第704章 治国之才3(2/2)

女孩乌黑的大眼睛紧盯着先生的唇齿变化,身体微微前倾,小手不自觉地揪着衣角,口中发出微弱的、断断续续的气音,伴随着不熟练的唇舌动作,努力地模仿着:“……月……呃……奴……”

她们的练习往往持续小半个时辰。

云初会结合简单的图画,引导月奴用字“说”出图画内容。

有时教她用肢体动作表达字意,有时让她用小手轻轻触摸先生的喉咙感受震动。

进步缓慢而艰难,但每一丝微弱的清晰发音,都能让月奴小小的脸上漾开难以察觉的笑意,眼中晶亮的光点也更盛一分。

她写在地上的字,则成了另一种更流畅的表达。

日子在田埂间的吆喝声与草棚里的泥地笔画中流淌。变化如同春水润物,悄然无声却实实在在地发生了。

最明显的变化是在泥地上。最初横竖歪斜的“一”和懵懂的“上”“下”,渐渐被更多端正的笔画取代。

“田”、“木”、“山”、“水”这些田垄乡野间最常见的字眼,牢牢种进了孩子们心中的泥盘。

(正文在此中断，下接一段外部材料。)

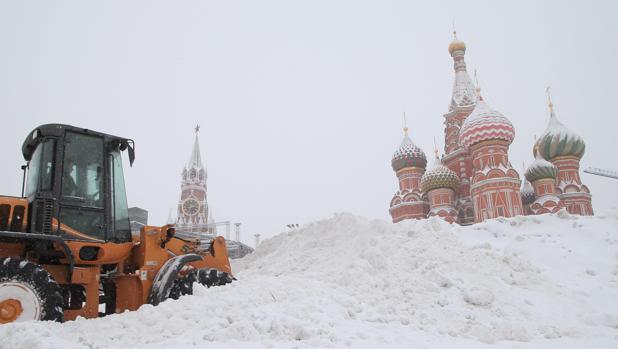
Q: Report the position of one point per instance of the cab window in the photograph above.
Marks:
(82, 178)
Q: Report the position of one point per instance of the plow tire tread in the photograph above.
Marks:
(40, 281)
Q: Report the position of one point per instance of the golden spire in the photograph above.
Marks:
(476, 82)
(456, 45)
(551, 105)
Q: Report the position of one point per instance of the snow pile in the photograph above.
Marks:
(349, 281)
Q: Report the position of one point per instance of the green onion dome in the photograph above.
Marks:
(527, 193)
(408, 155)
(541, 169)
(439, 176)
(559, 141)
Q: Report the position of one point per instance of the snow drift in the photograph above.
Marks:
(541, 281)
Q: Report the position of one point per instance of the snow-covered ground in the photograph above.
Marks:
(528, 282)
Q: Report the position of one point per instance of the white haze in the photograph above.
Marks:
(299, 102)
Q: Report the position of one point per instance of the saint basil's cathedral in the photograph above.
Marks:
(474, 180)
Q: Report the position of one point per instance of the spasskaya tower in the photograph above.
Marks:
(193, 204)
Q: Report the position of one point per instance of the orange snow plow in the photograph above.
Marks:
(66, 249)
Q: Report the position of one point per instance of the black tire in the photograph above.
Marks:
(183, 285)
(213, 277)
(38, 281)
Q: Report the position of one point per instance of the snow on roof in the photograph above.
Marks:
(485, 123)
(408, 154)
(463, 90)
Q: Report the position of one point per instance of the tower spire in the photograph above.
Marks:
(195, 161)
(550, 104)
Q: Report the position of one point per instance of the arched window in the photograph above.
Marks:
(469, 212)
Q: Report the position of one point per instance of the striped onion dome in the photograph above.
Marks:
(559, 141)
(541, 169)
(456, 45)
(527, 193)
(485, 124)
(408, 155)
(439, 176)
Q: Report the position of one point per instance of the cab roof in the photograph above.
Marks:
(58, 131)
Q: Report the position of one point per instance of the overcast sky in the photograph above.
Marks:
(299, 101)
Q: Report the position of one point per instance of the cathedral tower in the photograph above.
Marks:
(487, 134)
(193, 205)
(440, 184)
(542, 174)
(564, 149)
(409, 164)
(457, 158)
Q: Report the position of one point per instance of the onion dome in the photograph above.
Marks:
(485, 124)
(439, 176)
(456, 45)
(408, 155)
(541, 169)
(559, 140)
(527, 193)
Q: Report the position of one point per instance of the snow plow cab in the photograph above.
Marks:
(66, 247)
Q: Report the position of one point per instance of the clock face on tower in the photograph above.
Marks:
(190, 207)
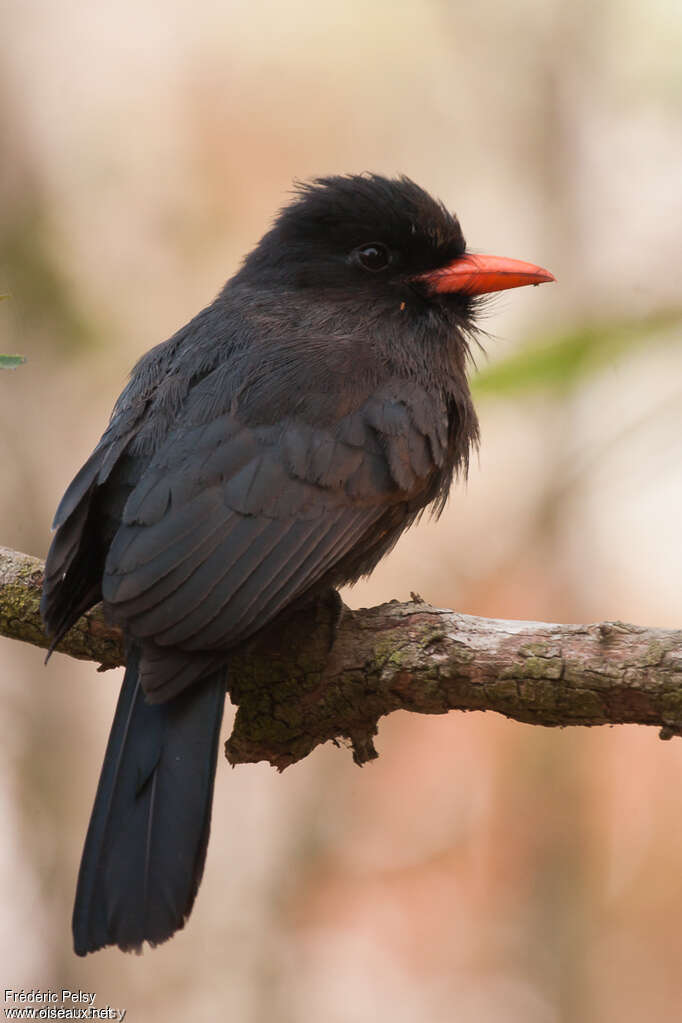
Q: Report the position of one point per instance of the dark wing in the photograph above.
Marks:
(73, 567)
(230, 524)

石蛋的“人”字终于写出了笔锋,不再头重脚轻;牛娃虽然依旧坐不住,但画出的“河”字竟带了些波浪的弧度;其他几个皮猴子,也学会了指着棚顶漏下的光斑说“日!”、指着远处的小丘喊“山!”。

他们开始用新认得的“宝”,在地头田埂间比划给同伴看,或在自家门框上用指尖偷偷描下“门”、“户”的字形,眼中闪烁着一种自己拥有秘密武器般的小小得意。

更让村民们惊奇的是孩子们带回家的“新本事”。

云初为了激励他们,也为了让文字真正走入生活,想了个法子:每每教会几个新字,便在放学前叮嘱孩子们:“今天回去,你们就是小先生了,试试看能不能教会爹娘(或阿婆、爷爷)写一个字,就一个!”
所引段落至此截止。